Si la photo est définie par cinq Causes, le photographe lui-même sera défini par cinq Causes, dont l’identification
est différente – car l’être humain n’existe pas par lui-même : il est une Cause seconde, dans la hiérarchie
des Causes.
Nous pouvons remonter de Cause en Cause, jusqu’à aboutir à la Cause Première, celle qui – dans sa causalité et
dans son action – ne relève que d’elle-même (Ibid. p. 551). Nous atteignons ainsi « la Cause parfaite, Cause intelligente
et d'un vouloir efficace, Cause se déterminant par elle-même à toutes ses opérations ou, pour parler plus exactement,
déterminant d'elle-même toutes ses actions, Cause demeurant identique à elle-même, qu'elle agisse ou qu'elle n'agisse
pas, Moteur essentiellement immobile, Principe et Fin de tout ce qui est contenu dans ses œuvres. Il n'y a qu'un nom
qui répond à une si haute et pure causalité : c'est le nom ineffable de Dieu » (Ibid. p. 552).
Nous avons vu que la « religion » élabore son idée de Dieu, au rebours de ce que nous
constatons dans la vie concrète: nous sommes imparfaits ; l'absolu ne peut donc manquer d'être parfait. Nous sommes
limités ; l'absolu sera infini. Notre vie a un terme ; l'absolu sera éternel. Inversement, la scolastique étudie
les caractéristiques des Causes secondes, au rebours de ce qui est observé dans la Cause Première :
- Dieu est le seul « moteur immobile » ; toutes les Causes secondes seront donc « mues par un autre ». Ainsi,
l’agent et le patient sont-ils différents. Le mouvement se trouve dans le patient, et non pas dans
l'agent. Tout mouvement d'un sujet provient d'un autre sujet (Ibid. p. 140). L’agent agit ; le patient subit.
L’action ne sort pas de la Cause pour agir dans son effet ; l’action est dans le patient. Le patient change ;
l’agent ne change pas.
- Dieu est immuable ; son action n'implique nullement en Lui un changement. « La Cause purement Cause ne change pas
en agissant ; le changement dans la Cause n'est pas essentiel à l'action » (Ibid. p. 155). La Cause ne change pas
en agissant. Dans cette pensée qui conçoit difficilement le mouvement ou l’évolution, le changement est perçu
comme une imperfection : il s’agit du mouvement qu’opère un être pour atteindre le but imposé par la Cause finale.
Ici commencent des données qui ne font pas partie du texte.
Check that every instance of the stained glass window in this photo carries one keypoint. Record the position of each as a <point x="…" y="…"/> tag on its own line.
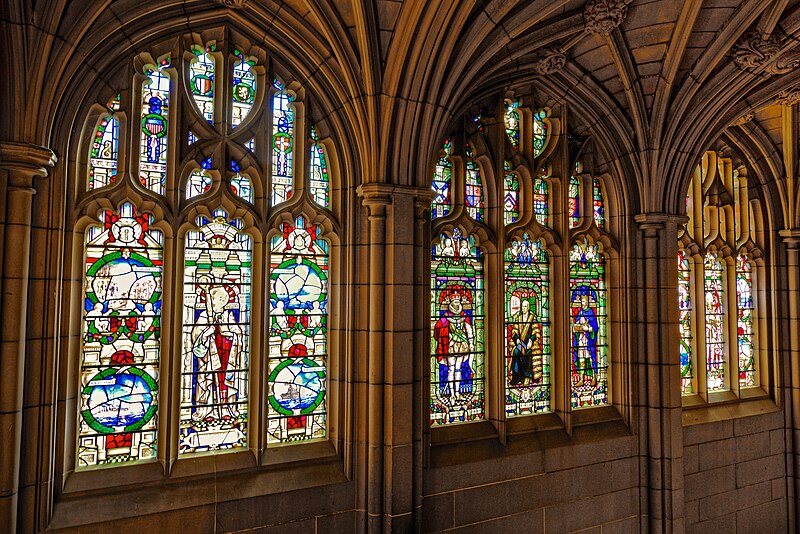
<point x="510" y="195"/>
<point x="442" y="184"/>
<point x="155" y="128"/>
<point x="541" y="201"/>
<point x="119" y="372"/>
<point x="201" y="81"/>
<point x="298" y="334"/>
<point x="282" y="144"/>
<point x="457" y="322"/>
<point x="104" y="152"/>
<point x="318" y="182"/>
<point x="244" y="88"/>
<point x="598" y="203"/>
<point x="511" y="120"/>
<point x="589" y="375"/>
<point x="685" y="322"/>
<point x="216" y="336"/>
<point x="474" y="189"/>
<point x="714" y="289"/>
<point x="574" y="201"/>
<point x="539" y="131"/>
<point x="527" y="328"/>
<point x="744" y="322"/>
La Cause Première ne saurait « bouger » pour atteindre une finalité qu’elle possède de toute éternité : « la Vie
qui se suffit totalement à elle-même, n’agite pas le sujet où elle réside ; Dieu est absolument immuable, parce
que sa vie est infiniment parfaite » (Ibid. p. 159). « La Cause, en tant que Cause, ne change pas » (Ibid. p. 173).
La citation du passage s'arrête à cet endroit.